ETS ve ulusal “karbon pazarı”
ETS, şirketlerin ne kadar karbon salabileceklerine üst sınır koyan ve bu hakların alınıp satılabildiği bir sistem. Türkiye bu sistemi AB ETS’sine benzer bir model olarak tasarlıyor. Kanuna göre ETS, 2026’da pilot uygulamayla başlayacak; 2027’ye kadar ikincil mevzuat ve altyapı tamamlanacak. Ayrıca, yeni kanun Türkiye için de bir tür “ulusal CBAM” imkânı yaratıyor: yani Türkiye, kendi içindeki üreticiler karbon fiyatına tabi olurken, ithal mallara da benzer bir karbon bedeli koyabilecek.
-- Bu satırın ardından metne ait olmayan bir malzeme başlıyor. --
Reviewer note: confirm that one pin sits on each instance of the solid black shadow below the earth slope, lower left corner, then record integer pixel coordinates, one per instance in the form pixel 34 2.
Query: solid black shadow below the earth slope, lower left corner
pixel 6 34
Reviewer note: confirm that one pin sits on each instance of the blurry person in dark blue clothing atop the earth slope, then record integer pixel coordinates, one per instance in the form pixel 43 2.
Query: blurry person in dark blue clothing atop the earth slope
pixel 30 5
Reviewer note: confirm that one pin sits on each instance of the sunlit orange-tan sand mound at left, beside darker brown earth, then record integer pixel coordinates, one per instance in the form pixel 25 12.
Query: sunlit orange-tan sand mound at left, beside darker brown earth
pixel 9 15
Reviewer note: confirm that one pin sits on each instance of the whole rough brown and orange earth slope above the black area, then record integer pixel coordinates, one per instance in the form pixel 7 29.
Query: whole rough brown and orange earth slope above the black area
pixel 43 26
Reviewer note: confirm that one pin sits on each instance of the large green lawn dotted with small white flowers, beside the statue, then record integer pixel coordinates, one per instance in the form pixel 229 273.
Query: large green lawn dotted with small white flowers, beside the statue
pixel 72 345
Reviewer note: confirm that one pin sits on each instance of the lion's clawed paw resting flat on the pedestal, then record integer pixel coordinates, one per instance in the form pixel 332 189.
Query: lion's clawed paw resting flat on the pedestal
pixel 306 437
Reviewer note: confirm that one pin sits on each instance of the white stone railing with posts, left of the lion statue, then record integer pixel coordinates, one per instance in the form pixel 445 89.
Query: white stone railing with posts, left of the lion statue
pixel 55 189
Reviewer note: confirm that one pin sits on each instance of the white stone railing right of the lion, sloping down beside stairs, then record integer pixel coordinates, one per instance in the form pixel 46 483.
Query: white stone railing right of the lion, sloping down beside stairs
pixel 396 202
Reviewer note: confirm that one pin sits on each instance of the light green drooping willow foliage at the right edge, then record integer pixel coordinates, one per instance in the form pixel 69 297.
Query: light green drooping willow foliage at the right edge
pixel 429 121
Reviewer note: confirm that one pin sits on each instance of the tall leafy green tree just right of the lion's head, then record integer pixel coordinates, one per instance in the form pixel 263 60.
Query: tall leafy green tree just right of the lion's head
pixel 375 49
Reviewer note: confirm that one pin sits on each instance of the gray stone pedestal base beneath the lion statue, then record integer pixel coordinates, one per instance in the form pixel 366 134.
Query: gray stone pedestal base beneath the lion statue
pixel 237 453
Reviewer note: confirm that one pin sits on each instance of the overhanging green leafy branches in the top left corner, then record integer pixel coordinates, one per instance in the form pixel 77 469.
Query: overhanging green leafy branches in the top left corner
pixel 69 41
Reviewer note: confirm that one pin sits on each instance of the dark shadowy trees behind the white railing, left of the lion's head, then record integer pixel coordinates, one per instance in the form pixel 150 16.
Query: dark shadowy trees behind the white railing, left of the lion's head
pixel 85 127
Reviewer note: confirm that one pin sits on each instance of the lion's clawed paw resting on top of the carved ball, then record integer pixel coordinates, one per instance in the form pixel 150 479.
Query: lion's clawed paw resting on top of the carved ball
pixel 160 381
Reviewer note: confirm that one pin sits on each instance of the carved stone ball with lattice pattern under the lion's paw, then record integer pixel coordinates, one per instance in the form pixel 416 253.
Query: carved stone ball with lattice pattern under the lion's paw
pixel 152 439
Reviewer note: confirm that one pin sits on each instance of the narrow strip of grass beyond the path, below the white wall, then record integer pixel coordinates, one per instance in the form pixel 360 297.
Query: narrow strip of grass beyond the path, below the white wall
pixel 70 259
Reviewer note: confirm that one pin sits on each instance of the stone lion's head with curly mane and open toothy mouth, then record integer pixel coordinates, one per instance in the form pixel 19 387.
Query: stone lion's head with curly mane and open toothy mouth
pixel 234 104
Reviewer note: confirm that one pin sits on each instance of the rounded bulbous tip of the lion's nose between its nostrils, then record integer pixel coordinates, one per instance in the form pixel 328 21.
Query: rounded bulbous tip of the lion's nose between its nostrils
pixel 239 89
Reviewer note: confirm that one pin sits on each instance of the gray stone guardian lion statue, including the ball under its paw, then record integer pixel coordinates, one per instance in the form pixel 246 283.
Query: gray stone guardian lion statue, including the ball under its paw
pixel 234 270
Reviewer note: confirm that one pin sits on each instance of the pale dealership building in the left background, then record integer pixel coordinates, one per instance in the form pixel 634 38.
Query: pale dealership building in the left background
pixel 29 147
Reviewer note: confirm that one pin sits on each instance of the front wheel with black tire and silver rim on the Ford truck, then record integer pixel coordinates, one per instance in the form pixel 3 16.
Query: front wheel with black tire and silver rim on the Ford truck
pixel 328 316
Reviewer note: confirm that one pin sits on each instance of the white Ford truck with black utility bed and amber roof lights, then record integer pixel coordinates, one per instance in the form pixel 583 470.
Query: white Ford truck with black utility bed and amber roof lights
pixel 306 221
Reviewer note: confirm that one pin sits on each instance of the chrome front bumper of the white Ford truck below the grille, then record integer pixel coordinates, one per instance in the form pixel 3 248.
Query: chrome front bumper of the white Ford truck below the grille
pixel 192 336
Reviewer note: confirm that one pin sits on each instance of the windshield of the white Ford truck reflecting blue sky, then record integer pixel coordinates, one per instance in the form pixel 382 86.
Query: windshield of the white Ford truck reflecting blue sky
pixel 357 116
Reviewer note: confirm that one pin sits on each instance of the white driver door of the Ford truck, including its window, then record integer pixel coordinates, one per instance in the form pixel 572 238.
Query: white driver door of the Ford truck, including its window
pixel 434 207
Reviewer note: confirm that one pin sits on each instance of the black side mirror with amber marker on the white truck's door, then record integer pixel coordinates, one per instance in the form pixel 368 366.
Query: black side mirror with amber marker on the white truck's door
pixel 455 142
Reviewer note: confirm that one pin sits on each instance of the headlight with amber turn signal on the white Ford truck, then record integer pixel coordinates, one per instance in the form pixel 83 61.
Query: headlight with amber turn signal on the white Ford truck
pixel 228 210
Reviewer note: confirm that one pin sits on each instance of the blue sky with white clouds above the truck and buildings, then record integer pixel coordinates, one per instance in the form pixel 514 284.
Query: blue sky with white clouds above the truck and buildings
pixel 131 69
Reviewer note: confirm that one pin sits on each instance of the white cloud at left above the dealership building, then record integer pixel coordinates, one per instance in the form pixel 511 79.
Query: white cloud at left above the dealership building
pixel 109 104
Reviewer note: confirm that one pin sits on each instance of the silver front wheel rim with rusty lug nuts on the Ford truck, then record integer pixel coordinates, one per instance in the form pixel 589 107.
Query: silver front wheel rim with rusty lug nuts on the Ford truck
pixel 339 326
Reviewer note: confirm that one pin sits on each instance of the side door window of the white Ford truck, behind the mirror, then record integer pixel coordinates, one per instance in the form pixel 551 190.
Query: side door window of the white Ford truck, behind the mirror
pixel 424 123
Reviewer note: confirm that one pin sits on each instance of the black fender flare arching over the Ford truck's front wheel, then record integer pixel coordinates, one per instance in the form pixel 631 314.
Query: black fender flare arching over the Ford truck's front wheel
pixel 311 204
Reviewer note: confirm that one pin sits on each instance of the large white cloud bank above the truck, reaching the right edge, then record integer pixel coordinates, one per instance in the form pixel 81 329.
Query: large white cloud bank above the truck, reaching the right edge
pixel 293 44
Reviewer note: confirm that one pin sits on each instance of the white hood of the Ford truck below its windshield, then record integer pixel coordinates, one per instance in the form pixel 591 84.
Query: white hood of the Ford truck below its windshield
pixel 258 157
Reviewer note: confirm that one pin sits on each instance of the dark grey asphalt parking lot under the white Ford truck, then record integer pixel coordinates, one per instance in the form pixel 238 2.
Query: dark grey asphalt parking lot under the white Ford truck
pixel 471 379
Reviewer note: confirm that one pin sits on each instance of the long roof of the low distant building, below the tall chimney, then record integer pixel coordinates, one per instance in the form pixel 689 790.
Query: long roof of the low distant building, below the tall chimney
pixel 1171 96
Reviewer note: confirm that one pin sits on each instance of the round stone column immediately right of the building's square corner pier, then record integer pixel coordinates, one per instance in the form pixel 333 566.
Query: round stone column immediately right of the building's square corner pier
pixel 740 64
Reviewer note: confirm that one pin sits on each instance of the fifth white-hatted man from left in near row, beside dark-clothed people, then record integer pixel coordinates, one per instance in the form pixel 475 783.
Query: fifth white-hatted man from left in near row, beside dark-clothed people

Bunların hepsi 2025’in “karbon sınırlama açısından milat” olmasının sebebi. Öte yandan 2025’te, elektrik üreten şirketler açısından bakıldığında, Türkiye Avrupa’nın en çok CO₂ salan güç sektörü konumuna kadar yükselmiş durumda; 2025’te Almanya’yı bile geçmiş. Yani mevzuat cesur ama bacalardan çıkan gaz hâlâ çok yüksek. Kanunun, pratikte ne kadar “dişli” olacağı esas şimdi belli olacak.
COP30’da üye ülkelerin beklentileri ve hedefleri neler?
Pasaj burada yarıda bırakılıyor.